ONE of the most beautiful sculptures of Antinous comes from the Ancient Egyptian the city of Naukratis, which experts now say was a major Greek trading port on a branch of the Nile River with high-rise towers of commerce.

It is possible that Hadrian and Antinous visited this bustling trade center in 130 AD ... and a gorgeous marble head of Antinous wearing a myrtle wreath sacred, myrtle being sacred to Aphrodite and there being a well-known shrine to Aphrodite in Naukrates, which was located on the west arm of the Nile not to far upstream from Canopus and Hierakleion.

Archaeologists had thought that they had found everything there was to find in the ruins of this ancient city. 

But a new excavation by the British Museum has turned up thousands of new artifacts and revealed an even bigger, bustling city, of "tower houses" that stood three to six stories tall.

Naukratis was "a mud-brick Manhattan" with a population of around 16,000, the project's leader told the Guardian

Among the new finds were wood from Greek ships … evidence backing up Herodotus' description of the city as a port served by cargo ships, even though it's fairly far inland from the Mediterranean Sea.

Just as London on the Thames has a lively port with access to the English Channel, Naukratis was a major Nile port with access to the sea.  

The excavation also turned up construction materials, two temple sites, and revealed the city's harbor location. 

To top that off, the team found Egyptian figurines associated with a "festival of drunkenness," the Guardian says.

Naukratis was first rediscovered more than 130 years ago, by British Egyptologist William Matthew Flinders Petrie. The city was one of the most sought after ancient places, but no one was quite sure where it had been located.

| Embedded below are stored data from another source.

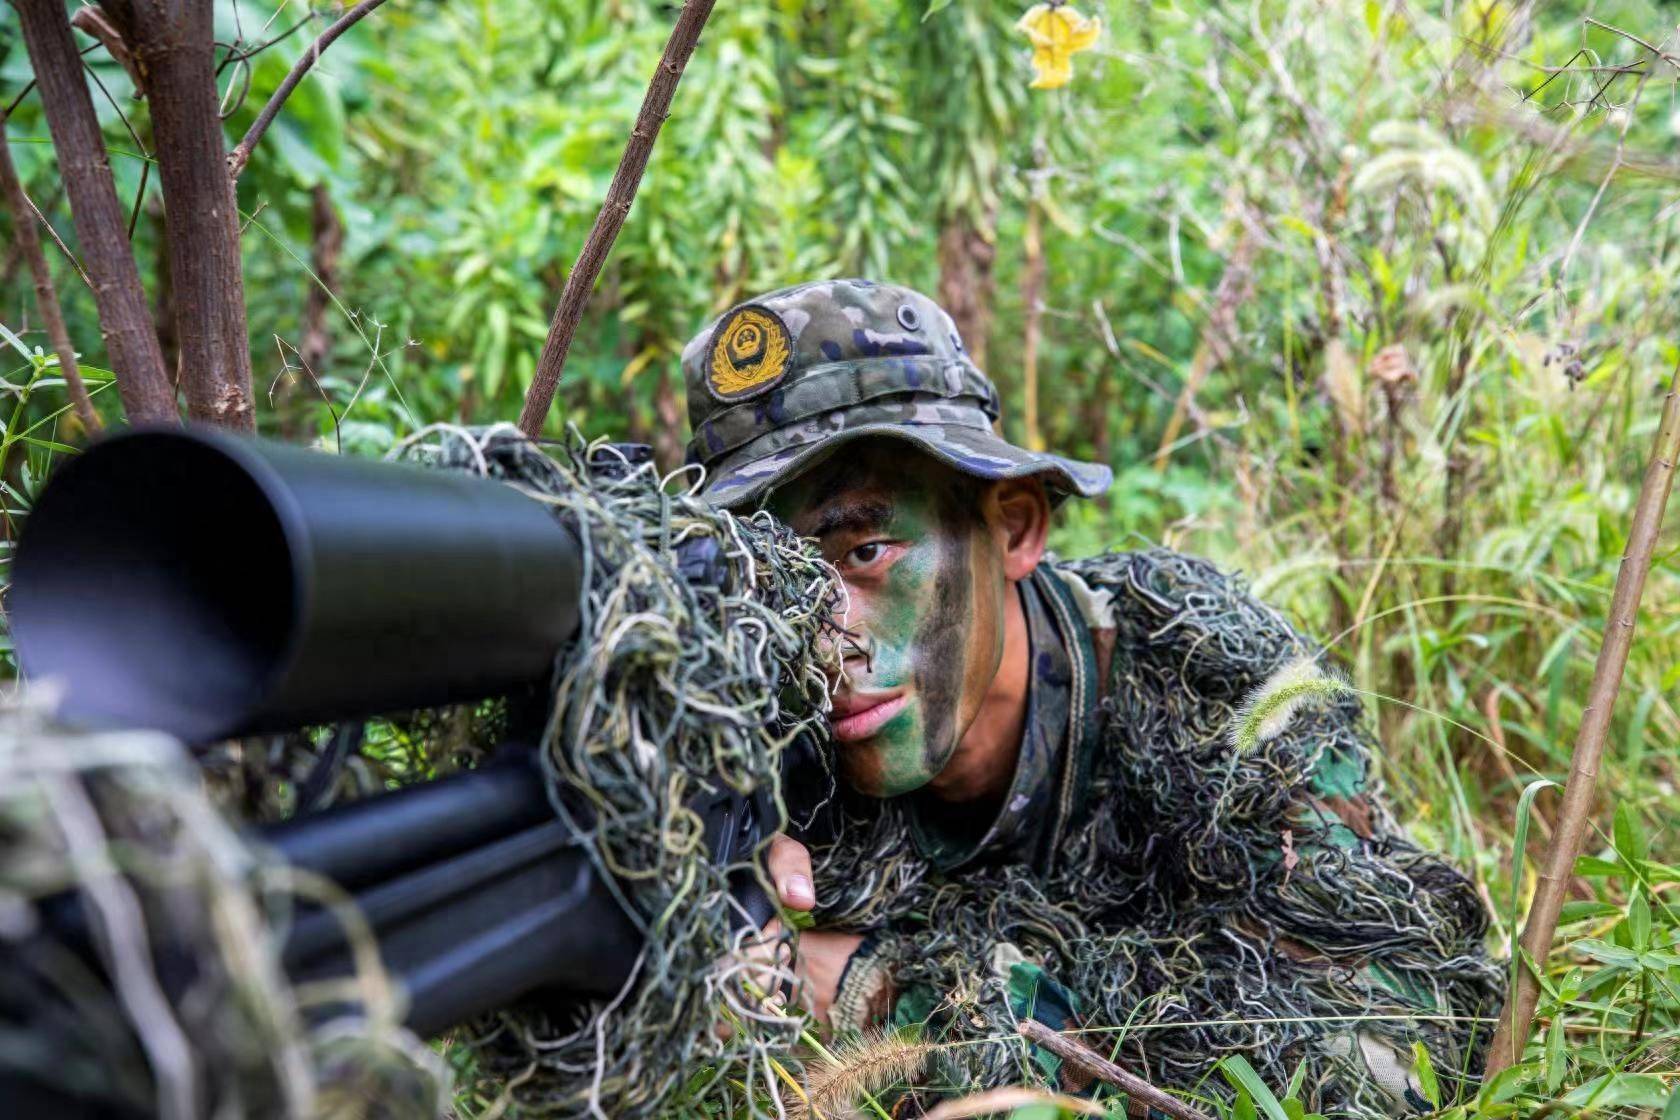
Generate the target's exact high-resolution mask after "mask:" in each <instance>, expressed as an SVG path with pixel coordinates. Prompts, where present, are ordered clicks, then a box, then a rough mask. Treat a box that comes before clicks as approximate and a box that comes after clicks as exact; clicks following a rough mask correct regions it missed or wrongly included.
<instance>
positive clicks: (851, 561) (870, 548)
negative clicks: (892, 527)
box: [845, 541, 887, 568]
mask: <svg viewBox="0 0 1680 1120" xmlns="http://www.w3.org/2000/svg"><path fill="white" fill-rule="evenodd" d="M885 551H887V542H885V541H870V542H869V544H860V546H857V547H855V549H852V551H850V552H847V554H845V563H847V564H855V566H858V568H869V566H870V564H874V563H875V561H879V559H880V557H882V554H884V552H885Z"/></svg>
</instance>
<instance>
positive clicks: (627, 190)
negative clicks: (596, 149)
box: [519, 0, 716, 438]
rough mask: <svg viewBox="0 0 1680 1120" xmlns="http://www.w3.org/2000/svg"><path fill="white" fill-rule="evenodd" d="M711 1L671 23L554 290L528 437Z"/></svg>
mask: <svg viewBox="0 0 1680 1120" xmlns="http://www.w3.org/2000/svg"><path fill="white" fill-rule="evenodd" d="M714 3H716V0H685V3H684V5H682V12H680V13H679V15H677V22H675V25H674V27H672V29H670V39H667V40H665V50H664V54H660V57H659V69H655V71H654V79H652V81H650V82H648V84H647V96H645V97H643V99H642V111H640V113H637V116H635V128H633V129H630V139H628V141H627V143H625V151H623V154H622V156H620V158H618V170H617V171H613V181H612V185H610V186H608V188H606V200H605V201H601V212H600V213H598V215H595V227H593V228H590V235H588V238H585V242H583V249H581V250H580V252H578V260H576V264H573V265H571V275H568V277H566V287H564V289H563V290H561V294H559V306H558V307H554V319H553V322H549V327H548V341H544V343H543V354H541V356H539V358H538V361H536V376H534V378H533V379H531V388H529V390H528V391H526V400H524V408H522V410H521V411H519V428H521V430H522V432H524V433H526V435H528V437H531V438H536V437H538V435H541V432H543V420H544V418H546V416H548V410H549V406H553V403H554V390H556V388H558V386H559V371H561V369H564V368H566V351H570V349H571V338H573V334H576V331H578V321H580V319H583V307H585V306H586V304H588V302H590V292H591V290H593V289H595V279H596V277H598V275H600V274H601V265H603V264H606V254H610V252H612V249H613V242H615V240H617V238H618V230H622V228H623V223H625V218H627V217H628V215H630V203H632V201H633V200H635V190H637V186H638V185H640V183H642V173H643V171H645V170H647V158H648V156H650V154H652V153H654V141H655V139H659V129H660V126H662V124H664V123H665V116H667V114H669V113H670V99H672V96H674V94H675V92H677V82H679V81H682V69H684V67H685V65H687V64H689V55H692V54H694V45H696V44H697V42H699V40H701V30H702V29H704V27H706V20H707V18H709V17H711V13H712V5H714Z"/></svg>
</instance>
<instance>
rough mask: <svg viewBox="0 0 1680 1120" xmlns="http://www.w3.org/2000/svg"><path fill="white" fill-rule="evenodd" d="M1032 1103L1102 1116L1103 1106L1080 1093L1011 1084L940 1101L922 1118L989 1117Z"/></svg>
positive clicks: (1091, 1116) (1106, 1112) (939, 1119)
mask: <svg viewBox="0 0 1680 1120" xmlns="http://www.w3.org/2000/svg"><path fill="white" fill-rule="evenodd" d="M1032 1105H1052V1107H1055V1108H1060V1110H1062V1112H1077V1113H1080V1115H1084V1117H1105V1115H1109V1113H1107V1112H1104V1108H1102V1105H1099V1103H1095V1102H1090V1100H1085V1098H1082V1096H1067V1095H1065V1093H1047V1091H1043V1090H1037V1088H1025V1086H1013V1088H995V1090H986V1091H984V1093H971V1095H969V1096H958V1098H956V1100H948V1102H942V1103H941V1105H937V1107H934V1110H932V1112H929V1113H927V1117H926V1118H924V1120H968V1118H969V1117H991V1115H996V1113H1000V1112H1015V1110H1016V1108H1028V1107H1032Z"/></svg>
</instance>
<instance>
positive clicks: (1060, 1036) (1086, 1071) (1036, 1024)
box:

Petrie found it essentially by accident. Setting out from Cairo, he happened upon the right spot, where, he wrote:

The whole ground is thick with early Greek pottery, and it seemed almost a sacrilege to walk over the heaps with the fine lustrous black ware crunching under one[’]s boots. Pieces with fret pattern, honeysuckle pattern, heads, arms, legs of figures, horses, & such like lovely things were soon picked up; both in black figures on an orange ground, & red figures on a black ground, mostly with incised outlines. It seemed as if I was wandering in the smashings of the Museum vase-rooms.

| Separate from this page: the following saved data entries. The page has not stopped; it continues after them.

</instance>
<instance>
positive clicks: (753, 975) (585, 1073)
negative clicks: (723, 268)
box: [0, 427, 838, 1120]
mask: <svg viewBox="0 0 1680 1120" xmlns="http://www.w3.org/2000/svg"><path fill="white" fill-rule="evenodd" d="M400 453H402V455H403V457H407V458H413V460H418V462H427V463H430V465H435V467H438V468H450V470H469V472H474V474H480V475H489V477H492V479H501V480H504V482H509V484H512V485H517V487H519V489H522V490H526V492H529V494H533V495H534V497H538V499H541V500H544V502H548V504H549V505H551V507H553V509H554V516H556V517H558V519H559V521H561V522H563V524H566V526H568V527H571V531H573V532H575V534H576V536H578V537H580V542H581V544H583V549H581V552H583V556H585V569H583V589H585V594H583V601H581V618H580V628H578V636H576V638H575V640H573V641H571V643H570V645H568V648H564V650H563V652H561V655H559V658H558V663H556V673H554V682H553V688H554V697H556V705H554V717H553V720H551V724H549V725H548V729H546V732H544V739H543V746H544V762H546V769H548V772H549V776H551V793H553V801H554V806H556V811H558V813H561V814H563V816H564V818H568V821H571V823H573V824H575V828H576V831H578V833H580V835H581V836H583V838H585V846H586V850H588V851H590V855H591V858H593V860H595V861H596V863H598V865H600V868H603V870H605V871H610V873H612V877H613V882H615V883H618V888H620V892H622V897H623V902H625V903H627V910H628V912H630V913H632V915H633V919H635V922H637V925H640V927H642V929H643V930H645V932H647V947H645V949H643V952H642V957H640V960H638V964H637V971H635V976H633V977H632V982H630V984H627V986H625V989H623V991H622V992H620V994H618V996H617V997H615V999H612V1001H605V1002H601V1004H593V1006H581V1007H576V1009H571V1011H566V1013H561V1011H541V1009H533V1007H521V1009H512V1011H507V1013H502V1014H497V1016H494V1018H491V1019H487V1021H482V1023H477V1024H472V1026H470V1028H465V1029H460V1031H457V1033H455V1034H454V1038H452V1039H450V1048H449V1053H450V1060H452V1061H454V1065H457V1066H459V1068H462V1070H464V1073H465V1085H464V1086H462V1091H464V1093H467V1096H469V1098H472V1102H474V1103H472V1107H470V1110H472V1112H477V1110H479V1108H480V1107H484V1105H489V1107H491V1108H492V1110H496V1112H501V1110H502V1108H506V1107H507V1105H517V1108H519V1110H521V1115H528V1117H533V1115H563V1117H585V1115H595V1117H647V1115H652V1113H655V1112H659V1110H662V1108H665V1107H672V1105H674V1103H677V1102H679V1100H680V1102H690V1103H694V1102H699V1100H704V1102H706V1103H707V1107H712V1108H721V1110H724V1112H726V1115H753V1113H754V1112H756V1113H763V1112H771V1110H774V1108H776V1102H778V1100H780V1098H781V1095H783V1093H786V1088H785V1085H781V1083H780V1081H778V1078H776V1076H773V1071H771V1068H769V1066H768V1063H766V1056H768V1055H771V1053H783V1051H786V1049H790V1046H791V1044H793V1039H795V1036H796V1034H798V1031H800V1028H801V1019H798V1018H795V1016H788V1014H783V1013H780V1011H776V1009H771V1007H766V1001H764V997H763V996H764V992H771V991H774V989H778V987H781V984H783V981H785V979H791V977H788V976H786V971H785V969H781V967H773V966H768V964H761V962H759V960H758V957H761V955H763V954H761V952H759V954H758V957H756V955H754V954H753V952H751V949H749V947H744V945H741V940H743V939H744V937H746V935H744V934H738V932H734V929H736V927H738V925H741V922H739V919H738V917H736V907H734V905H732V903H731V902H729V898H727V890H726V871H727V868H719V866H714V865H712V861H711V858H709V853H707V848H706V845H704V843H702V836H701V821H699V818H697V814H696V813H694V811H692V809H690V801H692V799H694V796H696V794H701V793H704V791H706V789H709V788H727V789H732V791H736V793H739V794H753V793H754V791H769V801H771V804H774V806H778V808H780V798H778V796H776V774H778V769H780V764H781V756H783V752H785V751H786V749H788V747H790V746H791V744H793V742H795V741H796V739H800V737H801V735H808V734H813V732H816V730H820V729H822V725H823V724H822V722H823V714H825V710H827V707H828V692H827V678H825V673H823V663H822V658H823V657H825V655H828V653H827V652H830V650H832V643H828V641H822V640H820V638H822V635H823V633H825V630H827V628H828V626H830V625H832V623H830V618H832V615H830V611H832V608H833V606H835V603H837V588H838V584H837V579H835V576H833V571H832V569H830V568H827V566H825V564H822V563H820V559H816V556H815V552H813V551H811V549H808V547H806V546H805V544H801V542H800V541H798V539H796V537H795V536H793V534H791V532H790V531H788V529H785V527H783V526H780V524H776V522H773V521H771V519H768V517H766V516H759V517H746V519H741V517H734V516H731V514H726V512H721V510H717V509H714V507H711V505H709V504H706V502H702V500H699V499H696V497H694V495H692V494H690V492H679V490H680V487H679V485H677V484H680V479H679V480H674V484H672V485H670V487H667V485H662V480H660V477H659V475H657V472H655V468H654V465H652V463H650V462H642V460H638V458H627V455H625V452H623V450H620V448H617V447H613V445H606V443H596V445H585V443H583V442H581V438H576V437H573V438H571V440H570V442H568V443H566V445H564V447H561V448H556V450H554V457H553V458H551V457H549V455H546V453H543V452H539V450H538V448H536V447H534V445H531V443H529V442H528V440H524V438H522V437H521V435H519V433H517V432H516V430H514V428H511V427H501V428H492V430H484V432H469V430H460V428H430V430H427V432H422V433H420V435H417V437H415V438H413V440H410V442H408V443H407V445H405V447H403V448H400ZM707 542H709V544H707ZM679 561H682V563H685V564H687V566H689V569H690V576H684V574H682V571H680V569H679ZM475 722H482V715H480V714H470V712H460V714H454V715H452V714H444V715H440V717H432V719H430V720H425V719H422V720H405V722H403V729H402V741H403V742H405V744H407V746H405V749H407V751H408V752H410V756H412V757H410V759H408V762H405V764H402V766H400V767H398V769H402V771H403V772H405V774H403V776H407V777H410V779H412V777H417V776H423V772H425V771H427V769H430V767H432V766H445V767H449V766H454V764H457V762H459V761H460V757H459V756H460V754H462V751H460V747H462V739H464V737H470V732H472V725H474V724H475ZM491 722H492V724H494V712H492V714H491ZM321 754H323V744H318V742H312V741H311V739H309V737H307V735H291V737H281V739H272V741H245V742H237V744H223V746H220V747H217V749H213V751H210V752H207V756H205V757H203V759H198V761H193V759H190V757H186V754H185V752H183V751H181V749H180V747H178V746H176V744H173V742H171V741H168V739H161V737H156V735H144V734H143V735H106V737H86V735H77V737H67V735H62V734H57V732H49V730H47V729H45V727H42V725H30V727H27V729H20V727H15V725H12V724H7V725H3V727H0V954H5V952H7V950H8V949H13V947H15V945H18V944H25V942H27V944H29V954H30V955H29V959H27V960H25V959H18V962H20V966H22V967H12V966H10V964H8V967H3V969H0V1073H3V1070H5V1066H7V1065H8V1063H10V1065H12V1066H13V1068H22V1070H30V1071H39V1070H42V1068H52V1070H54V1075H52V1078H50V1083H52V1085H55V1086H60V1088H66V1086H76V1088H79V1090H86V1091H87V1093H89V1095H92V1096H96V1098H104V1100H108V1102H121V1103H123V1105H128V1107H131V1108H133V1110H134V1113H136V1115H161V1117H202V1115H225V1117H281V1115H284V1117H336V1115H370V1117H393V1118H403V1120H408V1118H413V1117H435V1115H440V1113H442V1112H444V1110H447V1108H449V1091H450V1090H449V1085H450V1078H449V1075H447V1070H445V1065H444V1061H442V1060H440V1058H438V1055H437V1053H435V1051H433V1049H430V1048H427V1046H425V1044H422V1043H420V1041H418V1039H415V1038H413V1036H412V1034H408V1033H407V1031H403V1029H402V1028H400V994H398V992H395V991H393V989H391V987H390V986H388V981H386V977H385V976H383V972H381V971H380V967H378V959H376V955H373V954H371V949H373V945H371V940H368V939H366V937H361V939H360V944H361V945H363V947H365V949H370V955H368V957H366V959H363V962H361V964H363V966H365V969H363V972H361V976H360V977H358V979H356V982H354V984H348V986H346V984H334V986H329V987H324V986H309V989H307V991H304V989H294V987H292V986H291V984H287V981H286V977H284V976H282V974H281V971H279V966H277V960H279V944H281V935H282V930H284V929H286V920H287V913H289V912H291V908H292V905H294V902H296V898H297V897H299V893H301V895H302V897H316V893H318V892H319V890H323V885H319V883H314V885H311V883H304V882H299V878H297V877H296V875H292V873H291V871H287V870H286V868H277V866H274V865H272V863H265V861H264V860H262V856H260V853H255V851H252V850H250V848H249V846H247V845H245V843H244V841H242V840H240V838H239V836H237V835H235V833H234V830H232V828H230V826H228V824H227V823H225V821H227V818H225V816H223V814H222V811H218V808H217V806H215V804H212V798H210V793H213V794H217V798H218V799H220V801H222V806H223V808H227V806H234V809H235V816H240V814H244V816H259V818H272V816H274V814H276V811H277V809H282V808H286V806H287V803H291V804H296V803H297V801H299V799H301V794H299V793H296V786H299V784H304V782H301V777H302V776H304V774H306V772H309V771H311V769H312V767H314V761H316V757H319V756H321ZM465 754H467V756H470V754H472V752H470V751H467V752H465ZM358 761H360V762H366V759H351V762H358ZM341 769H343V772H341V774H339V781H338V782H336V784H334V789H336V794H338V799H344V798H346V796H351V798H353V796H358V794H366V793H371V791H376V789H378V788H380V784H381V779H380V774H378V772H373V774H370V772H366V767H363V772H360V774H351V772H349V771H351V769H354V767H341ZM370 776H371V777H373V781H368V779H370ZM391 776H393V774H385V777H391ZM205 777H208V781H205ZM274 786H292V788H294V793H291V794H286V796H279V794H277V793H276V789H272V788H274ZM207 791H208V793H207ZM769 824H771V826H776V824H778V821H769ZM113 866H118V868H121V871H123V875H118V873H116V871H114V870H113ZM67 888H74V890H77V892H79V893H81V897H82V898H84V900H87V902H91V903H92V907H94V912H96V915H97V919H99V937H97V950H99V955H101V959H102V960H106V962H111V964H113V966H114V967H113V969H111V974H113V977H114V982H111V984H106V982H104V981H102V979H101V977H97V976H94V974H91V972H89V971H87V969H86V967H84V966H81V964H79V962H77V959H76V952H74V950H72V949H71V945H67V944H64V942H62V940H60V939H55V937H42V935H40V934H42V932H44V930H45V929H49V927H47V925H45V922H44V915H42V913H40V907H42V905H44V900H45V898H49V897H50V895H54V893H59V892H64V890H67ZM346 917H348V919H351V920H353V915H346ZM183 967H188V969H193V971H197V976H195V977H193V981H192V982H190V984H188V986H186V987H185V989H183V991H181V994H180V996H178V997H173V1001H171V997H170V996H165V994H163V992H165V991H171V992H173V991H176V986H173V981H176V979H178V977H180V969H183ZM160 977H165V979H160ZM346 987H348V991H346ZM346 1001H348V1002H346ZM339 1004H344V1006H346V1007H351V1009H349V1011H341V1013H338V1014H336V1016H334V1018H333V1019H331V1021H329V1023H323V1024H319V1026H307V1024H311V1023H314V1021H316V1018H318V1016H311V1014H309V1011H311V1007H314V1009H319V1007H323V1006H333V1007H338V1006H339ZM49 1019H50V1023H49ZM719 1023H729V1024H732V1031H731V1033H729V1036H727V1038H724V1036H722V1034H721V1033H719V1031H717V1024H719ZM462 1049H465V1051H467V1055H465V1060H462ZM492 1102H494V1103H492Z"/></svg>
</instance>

After extensive early excavations, it seemed like most of those treasure had been gathered up … such as the stunning Antinous Naukratis head. 

But as the new excavation proved, there was plenty more to be discovered.

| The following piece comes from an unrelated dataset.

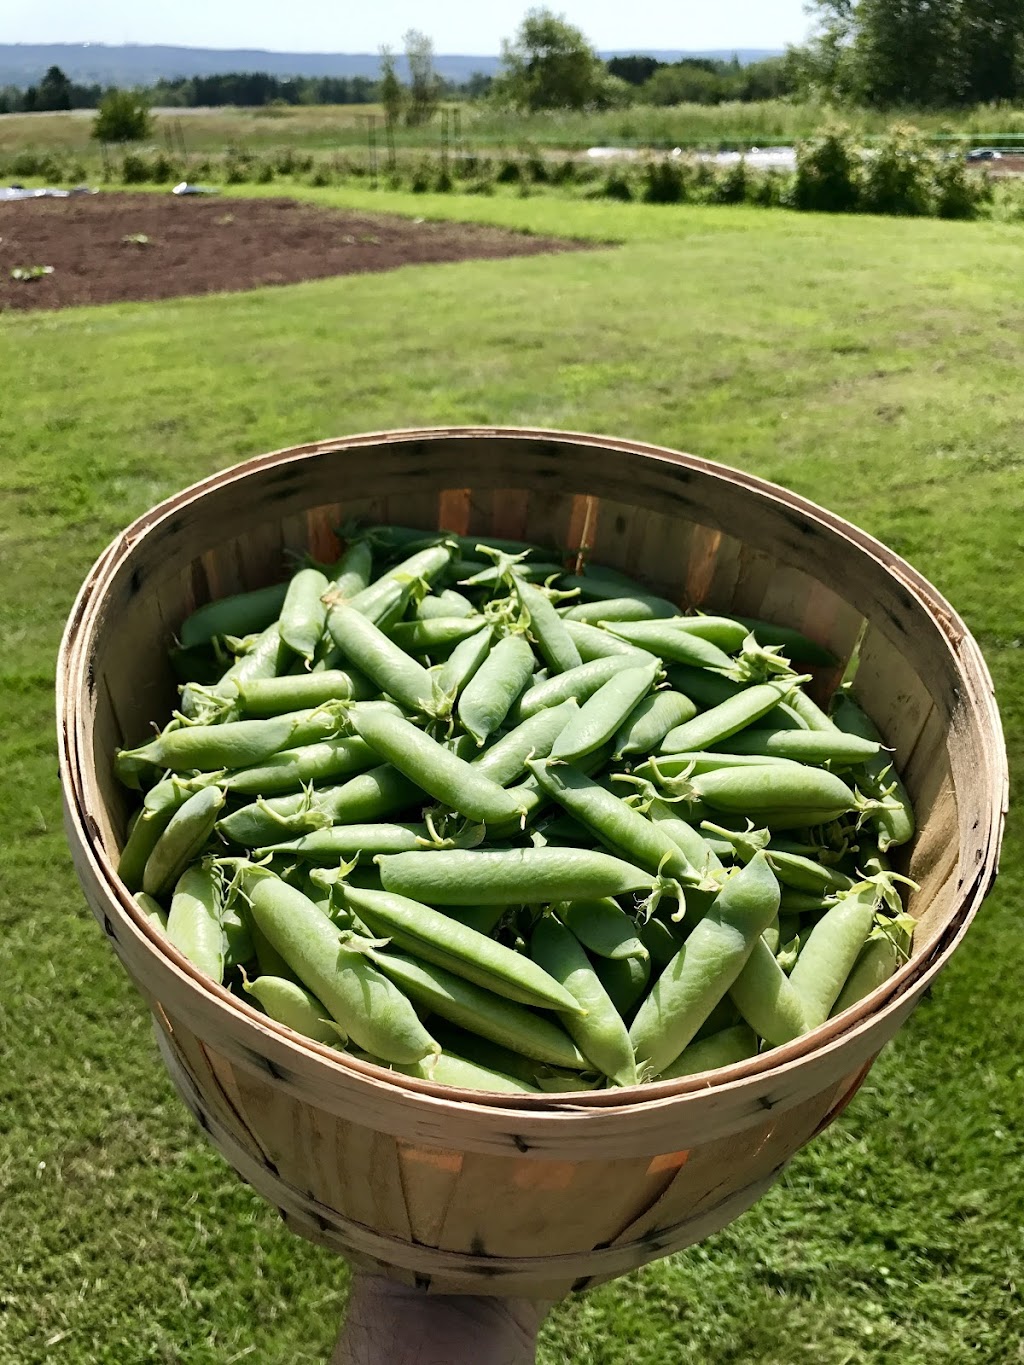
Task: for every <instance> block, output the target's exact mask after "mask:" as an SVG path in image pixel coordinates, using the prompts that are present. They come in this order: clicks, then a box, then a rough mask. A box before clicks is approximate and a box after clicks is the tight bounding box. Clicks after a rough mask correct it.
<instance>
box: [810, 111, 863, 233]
mask: <svg viewBox="0 0 1024 1365" xmlns="http://www.w3.org/2000/svg"><path fill="white" fill-rule="evenodd" d="M860 183H862V164H860V153H859V150H857V147H856V146H855V145H853V139H852V137H851V132H849V128H845V127H829V128H825V130H823V131H822V134H821V135H819V137H818V138H815V139H814V141H812V142H807V143H801V145H800V146H799V147H797V149H796V187H795V202H796V207H797V209H806V210H810V212H812V213H855V212H856V209H857V207H859V205H860Z"/></svg>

Naukrates was a Greek colony in Egypt dating back to the 6th Century BC ... the 26th Dynasty, that age of "recon" revival in all things lovely and magical. 

And Nectanebo I, last of the magician/kings of Egypt, erected a splendid Old-Kingdom-style stele at Naukrates praising the sacred relationship between the old gods of Egypt and the "new" gods of Greece and their interconnectedness. 

Basically, it's a tax decree stele, but the sacred references are the most enlightening bit since Egyptian tax money helped to support the Greek gods ... seeing as how they were all Egyptian gods as well.

By Hadrian's time, of course, Naukratis had been eclipsed by Alexandria. 

But it was still a major Greek trading town with a long Hellenistic tradition and with several well-known Greek temples. Besides the one to Aphrodite, there were also shrines and temples to Apollo, Hera, Dioscuri and others. 

It was a well-known Hellenistic enclave and important old Greek merchant town. 

So Hadrian would have known about it. Who knows whether he and the Beauteous Boy actually stopped off there, seeing as how it was pretty much in serious decline by the 2nd Century AD.

But it makes sense that an Antinous head might have been produced there.